Покосился на кормщика, но тот на море глядел.

Один из сосцов небесного вымени коснулся моря, море хлюпнуло, столб зеленой воды встал под явившимся вдруг солнцем, и капли дождя засвистали, как пули. Море вскипело, поднялось, и парус спорхнул с ладьи вместе с мачтою.

Савва упал на дно ладьи под скамью и, трясясь как студень, запричитал вскочившую на язык молитву:

– Господи! Сделай меня мразью-улиткой, мразью-медузой! Только жить оставь, Господи!

Он очнулся под тишайшими, под смиреннейшими небесами Беломорья. Солнце стояло за пеленой облаков, косицами тянувшимися от горизонта до горизонта. На дне ладьи бултыхалась вода, но под его глухой скамьей было сухо.
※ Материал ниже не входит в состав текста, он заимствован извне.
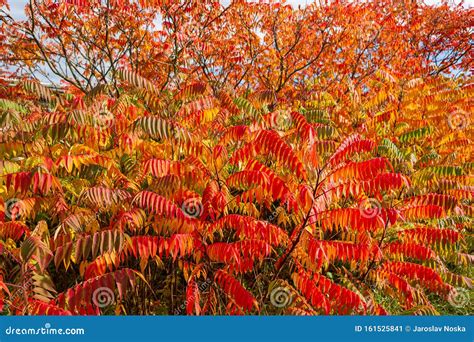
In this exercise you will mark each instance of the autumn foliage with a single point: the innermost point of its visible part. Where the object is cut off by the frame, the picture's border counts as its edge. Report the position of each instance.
(245, 159)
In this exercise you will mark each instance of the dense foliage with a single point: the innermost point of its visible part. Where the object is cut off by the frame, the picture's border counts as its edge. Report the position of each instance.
(303, 178)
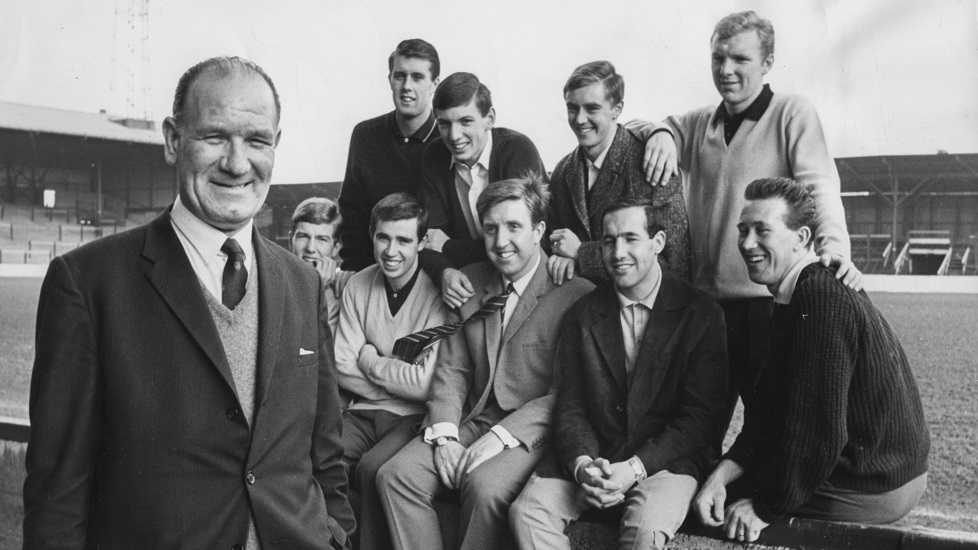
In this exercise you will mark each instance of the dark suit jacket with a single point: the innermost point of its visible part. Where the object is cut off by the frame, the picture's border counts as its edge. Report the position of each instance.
(512, 155)
(516, 365)
(668, 414)
(621, 175)
(138, 440)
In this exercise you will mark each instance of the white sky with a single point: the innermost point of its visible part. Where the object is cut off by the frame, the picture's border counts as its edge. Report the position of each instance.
(887, 76)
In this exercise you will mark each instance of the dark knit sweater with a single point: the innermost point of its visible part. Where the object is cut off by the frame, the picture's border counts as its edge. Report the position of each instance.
(381, 161)
(836, 403)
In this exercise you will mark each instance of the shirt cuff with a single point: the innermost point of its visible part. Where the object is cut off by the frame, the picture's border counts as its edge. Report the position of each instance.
(636, 464)
(578, 462)
(507, 438)
(441, 429)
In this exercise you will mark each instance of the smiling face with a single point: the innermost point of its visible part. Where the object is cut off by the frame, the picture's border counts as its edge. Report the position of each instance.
(769, 247)
(396, 248)
(592, 118)
(739, 67)
(465, 131)
(630, 253)
(224, 147)
(314, 241)
(512, 239)
(411, 86)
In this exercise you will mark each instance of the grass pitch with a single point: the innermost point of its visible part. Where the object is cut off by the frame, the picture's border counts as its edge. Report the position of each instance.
(939, 333)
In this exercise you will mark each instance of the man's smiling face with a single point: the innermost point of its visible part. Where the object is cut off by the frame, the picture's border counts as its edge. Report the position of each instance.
(224, 147)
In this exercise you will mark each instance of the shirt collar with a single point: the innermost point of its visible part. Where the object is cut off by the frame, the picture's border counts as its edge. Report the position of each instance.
(649, 300)
(484, 157)
(208, 240)
(786, 287)
(519, 285)
(598, 162)
(754, 112)
(422, 134)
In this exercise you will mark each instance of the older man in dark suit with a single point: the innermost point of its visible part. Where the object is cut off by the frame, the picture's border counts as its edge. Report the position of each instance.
(605, 167)
(183, 393)
(641, 379)
(489, 417)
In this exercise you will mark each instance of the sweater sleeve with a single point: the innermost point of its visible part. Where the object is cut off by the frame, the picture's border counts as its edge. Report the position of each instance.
(812, 165)
(823, 356)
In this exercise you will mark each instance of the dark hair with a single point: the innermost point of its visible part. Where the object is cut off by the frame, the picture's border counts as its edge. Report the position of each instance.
(736, 23)
(226, 66)
(417, 48)
(598, 71)
(317, 211)
(801, 205)
(653, 223)
(458, 89)
(529, 188)
(399, 206)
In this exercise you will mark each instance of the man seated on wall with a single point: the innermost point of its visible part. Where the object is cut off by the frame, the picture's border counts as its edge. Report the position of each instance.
(642, 377)
(388, 299)
(315, 238)
(834, 428)
(471, 154)
(489, 416)
(605, 167)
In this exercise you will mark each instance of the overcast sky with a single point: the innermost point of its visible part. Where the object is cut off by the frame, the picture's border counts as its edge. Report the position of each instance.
(889, 77)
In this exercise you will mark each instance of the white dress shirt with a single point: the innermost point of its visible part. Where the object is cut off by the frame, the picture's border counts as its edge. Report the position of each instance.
(202, 243)
(450, 430)
(470, 183)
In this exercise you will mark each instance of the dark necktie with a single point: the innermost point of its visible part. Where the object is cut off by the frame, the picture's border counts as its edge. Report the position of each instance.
(409, 347)
(235, 279)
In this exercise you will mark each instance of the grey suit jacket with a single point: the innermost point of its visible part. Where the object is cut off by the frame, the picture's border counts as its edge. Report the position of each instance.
(517, 365)
(138, 440)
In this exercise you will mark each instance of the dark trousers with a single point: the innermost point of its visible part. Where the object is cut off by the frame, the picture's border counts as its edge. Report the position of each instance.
(748, 343)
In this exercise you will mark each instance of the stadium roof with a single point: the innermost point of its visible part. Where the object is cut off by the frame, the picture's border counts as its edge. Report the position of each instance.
(29, 118)
(913, 174)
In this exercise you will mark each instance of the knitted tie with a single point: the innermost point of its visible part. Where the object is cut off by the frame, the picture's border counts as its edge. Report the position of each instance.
(235, 278)
(409, 347)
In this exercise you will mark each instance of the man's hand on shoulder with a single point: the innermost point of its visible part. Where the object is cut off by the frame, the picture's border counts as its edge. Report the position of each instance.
(435, 239)
(846, 271)
(456, 289)
(561, 269)
(660, 159)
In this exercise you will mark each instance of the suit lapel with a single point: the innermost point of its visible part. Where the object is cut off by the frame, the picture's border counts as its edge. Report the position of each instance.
(608, 338)
(271, 305)
(174, 279)
(578, 190)
(537, 287)
(608, 186)
(651, 366)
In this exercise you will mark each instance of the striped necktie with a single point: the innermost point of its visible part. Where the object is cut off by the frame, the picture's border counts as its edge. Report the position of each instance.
(235, 279)
(410, 347)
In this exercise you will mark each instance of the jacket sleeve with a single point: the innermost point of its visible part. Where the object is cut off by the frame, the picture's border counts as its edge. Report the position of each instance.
(702, 395)
(65, 408)
(355, 208)
(573, 434)
(327, 445)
Море словно бы корочкой льда подернуло – ни морщины! И чудный свет, как от нимба. Ни птиц, ни рыб, ни берегов. Савва вздрогнул, поглядел на корму – никого. Встал на ноги, чтоб под лавками видеть, – никого.

– Покинул, – сказал Савва, и ему стало жарко от нечаянного слова.

Воды в ладье было на донышке, и звук бултыханья показался деревянным. Савва сообразил наконец, что звук этот посторонний, что он идет извне. Наклонился над бортом и ахнул: его ладья трется об иную ладью, стоящую вверх дном. Савва поискал глазами багор, толкнулся прочь. И тотчас та, иная ладья вздохнула и послушно отправилась в глубины моря.

Савву забила дрожь. Трясло каждую клеточку его большого, его живого, не желающего пропасть тела. Он, новорожденный, вспомнил, что это была за ладья, кто был в ладье и почему.

Озираясь на тихо светящую пустыню, дрожа и мечась душой в смертной тоске, Савва завопил, но несуетный, не терпящий беспокойства простор погасил его крик. Тогда он принялся шептать молитвы, не прерываясь ни на малое мгновение. Пусть как муху, но услышат.

– Николай Чудотворец! Никола Святой! Мирликийский угодник! Господин и заступник святой Руси, не оставь, явись! Ты стольких спас и вызволил и меня, худшего, не оставь. Дай мне послужить имени твоему. Не стану жить с людьми, не стану жить в избе, только избавь, избавь, избавь от смерти на море. Избавь, избавь! Никола! Ты же первый защитник русскому человеку. Никола! Я буду падать в ноги каждому встречному человеку, виноватый заранее, ибо согрешил перед людьми тяжким сатанинским грехом. Никола! Я в лютые морозы ради славы твоей буду опускаться в прорубь. На вешний твой день буду коней пасти и всякому коню расчешу гриву и хвост. Спаси, милый! Спаси, любезный! Спаси золотой!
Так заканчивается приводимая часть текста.